The central concern, though, for investors has been UAA's struggling North American business, which sank by 2% last quarter, followed by a scant 2% bump in Q2, and zero growth in Q1. Things took a turn for the worse in Q4 as revenue in North America fell by 6%, which was in-line with its expectations. The decline was mainly driven by weak sales in its wholesale business (DKS), combined with lower sales to its off-price channel -- which is a positive in terms of its margin performance.
Also, the weakness in its North America segment was well-known heading into the report, so the softness in Q4 isn't a factor in terms of today's stock action.
What investors are taking note of is the aforementioned rise in margins, along with the improved profitability as Adjusted EPS shot to $0.09 from breakeven in the year ago quarter, and adjusted operating income hit $40 mln as compared to about ($1.0) mln the year ago period.
Since UAA provided FY18 guidance back on December 12, investors were mostly interested today in the company's guidance -- namely, whether it would reaffirm the outlook it gave for FY19 back on the 12th. And, indeed, the company did just that, reaffirming FY19 EPS of $0.31-$0.33 on revenue growth of 3-4%, including flat results for North America.
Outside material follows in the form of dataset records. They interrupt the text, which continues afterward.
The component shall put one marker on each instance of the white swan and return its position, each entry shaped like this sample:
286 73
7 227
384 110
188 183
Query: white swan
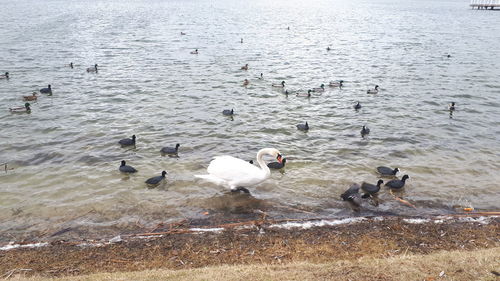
236 174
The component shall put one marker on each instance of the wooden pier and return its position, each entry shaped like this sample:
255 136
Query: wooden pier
485 4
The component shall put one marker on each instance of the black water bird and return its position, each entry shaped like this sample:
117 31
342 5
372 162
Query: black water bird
227 112
170 150
397 184
365 131
127 142
156 180
92 69
451 107
277 165
303 127
126 168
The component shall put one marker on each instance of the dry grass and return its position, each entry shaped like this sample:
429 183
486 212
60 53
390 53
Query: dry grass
456 265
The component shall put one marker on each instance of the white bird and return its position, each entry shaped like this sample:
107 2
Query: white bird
237 174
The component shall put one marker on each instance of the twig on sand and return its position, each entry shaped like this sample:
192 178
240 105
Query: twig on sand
9 273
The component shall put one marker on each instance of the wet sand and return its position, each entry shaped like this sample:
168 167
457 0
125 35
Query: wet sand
261 241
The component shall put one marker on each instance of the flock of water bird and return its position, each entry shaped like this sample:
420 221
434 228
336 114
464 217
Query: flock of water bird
237 174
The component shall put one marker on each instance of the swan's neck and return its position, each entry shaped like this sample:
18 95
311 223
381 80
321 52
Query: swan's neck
261 162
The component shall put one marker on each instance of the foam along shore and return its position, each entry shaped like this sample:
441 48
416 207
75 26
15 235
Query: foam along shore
257 242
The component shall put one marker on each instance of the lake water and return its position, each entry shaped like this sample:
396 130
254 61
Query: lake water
63 158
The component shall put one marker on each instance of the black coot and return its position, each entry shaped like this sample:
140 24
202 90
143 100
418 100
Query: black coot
126 168
397 184
277 165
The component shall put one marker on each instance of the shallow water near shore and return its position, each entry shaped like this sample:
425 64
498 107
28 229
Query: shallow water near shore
63 158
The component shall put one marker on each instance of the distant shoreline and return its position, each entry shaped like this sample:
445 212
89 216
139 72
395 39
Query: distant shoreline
258 242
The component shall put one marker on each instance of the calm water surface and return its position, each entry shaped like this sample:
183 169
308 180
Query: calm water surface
63 158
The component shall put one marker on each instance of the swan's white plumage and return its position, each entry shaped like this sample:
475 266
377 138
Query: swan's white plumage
232 172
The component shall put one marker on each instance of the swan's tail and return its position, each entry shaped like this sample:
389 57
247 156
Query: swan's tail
212 179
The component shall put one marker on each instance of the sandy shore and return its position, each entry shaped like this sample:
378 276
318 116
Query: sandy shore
179 246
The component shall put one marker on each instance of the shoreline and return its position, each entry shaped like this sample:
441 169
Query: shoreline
259 241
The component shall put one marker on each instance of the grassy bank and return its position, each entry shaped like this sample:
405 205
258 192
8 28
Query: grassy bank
391 248
442 265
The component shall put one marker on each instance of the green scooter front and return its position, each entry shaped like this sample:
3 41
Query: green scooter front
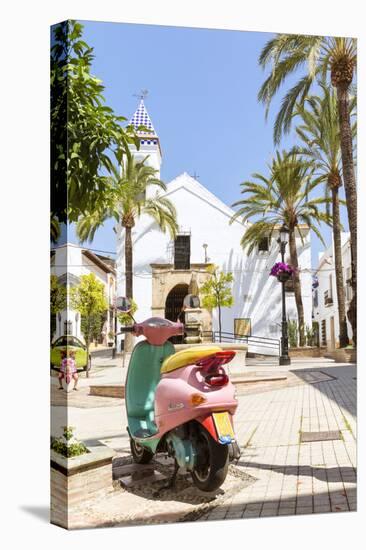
141 383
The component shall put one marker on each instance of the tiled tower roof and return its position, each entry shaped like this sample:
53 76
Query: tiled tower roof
141 117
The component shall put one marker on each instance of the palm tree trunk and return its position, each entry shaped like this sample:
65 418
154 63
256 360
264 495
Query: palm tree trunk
350 190
297 287
343 336
129 339
219 308
128 263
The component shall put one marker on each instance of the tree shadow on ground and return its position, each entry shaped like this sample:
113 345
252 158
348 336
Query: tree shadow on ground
331 474
330 388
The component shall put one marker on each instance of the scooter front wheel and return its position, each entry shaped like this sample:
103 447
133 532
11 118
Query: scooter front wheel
140 454
212 462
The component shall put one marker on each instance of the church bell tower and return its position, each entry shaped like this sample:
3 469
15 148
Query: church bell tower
149 141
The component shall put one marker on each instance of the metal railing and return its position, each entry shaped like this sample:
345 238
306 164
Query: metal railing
264 343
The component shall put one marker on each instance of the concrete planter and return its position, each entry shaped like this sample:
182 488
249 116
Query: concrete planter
306 352
342 355
75 480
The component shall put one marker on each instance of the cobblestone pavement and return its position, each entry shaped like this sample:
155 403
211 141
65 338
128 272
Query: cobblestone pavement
276 474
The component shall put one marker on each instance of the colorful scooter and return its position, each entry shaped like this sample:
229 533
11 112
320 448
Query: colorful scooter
180 403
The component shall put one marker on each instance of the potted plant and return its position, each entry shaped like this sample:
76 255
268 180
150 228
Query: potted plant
282 271
111 335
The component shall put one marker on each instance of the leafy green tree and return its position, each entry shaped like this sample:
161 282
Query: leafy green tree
126 200
216 292
88 298
318 129
85 133
282 198
326 59
58 295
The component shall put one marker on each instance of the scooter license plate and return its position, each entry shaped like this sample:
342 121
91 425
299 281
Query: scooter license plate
224 428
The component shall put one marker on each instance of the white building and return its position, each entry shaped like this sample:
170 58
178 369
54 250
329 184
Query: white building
325 302
164 269
69 262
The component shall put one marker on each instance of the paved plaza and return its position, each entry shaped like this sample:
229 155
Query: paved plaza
277 474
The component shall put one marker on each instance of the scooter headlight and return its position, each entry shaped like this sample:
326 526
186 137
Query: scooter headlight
197 399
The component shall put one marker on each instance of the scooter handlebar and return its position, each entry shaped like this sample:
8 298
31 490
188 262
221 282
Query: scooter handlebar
130 328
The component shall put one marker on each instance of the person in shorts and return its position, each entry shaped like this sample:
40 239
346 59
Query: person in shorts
68 368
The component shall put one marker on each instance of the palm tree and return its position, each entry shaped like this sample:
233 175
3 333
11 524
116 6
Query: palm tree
126 201
282 198
319 133
322 57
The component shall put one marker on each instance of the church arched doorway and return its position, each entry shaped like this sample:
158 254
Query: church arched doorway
174 301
Additionally, the company reiterated that it expects a 60-80 basis point expansion in gross margin due to channel mix benefits as its Direct-to-Consumer business becomes a larger percentage of total revenue. Favorable product costs and ongoing supply chain initiatives are expected to provide a lift to margins again, as well.
Back on its Investor Day, UAA stated that it anticipates total revenue growth returning to low double-digit rates by 2023, with low single-digit CAGR growth in North America between 2020 and 2022. At that time, this outlook was a major disappointment as investors were hoping for a more pronounced and quicker turnaround.
Now, with expectations ratcheted lower, combined with the anticipated margin improvement and the fact that UAA hasn't adjusted its guidance and growth trajectory outlook, investors are taking this as a win.
Key Takeaways: By no means is business booming again for UAA, and, based on NKE's impressive Q4 report, it is clear that UAA has lost market share to its rival. On that note, the discrepancy in customer demand between NKE and UAA apparel is something that Dick's Sporting Goods has commented on during its past couple of earnings call. While DKS said it has been pleased with NKE's product cycle, the company lamented that UAA sales have been soft. So, UAA certainly has some work to do. However, the boost in gross margin in Q4 and its outlook for gross margin expansion indicates that the worst might be over in terms of the inventory issues that plagued in last year, causing it to be far more promotional than it would like. Furthermore, the fact that it reaffirmed its outlook for FY19 has investors hopeful that the North American business has bottomed up and is on the mend. So, there are some encouraging developments here, but today's sharp move higher is also simply a function of some short covering, amplifying the move.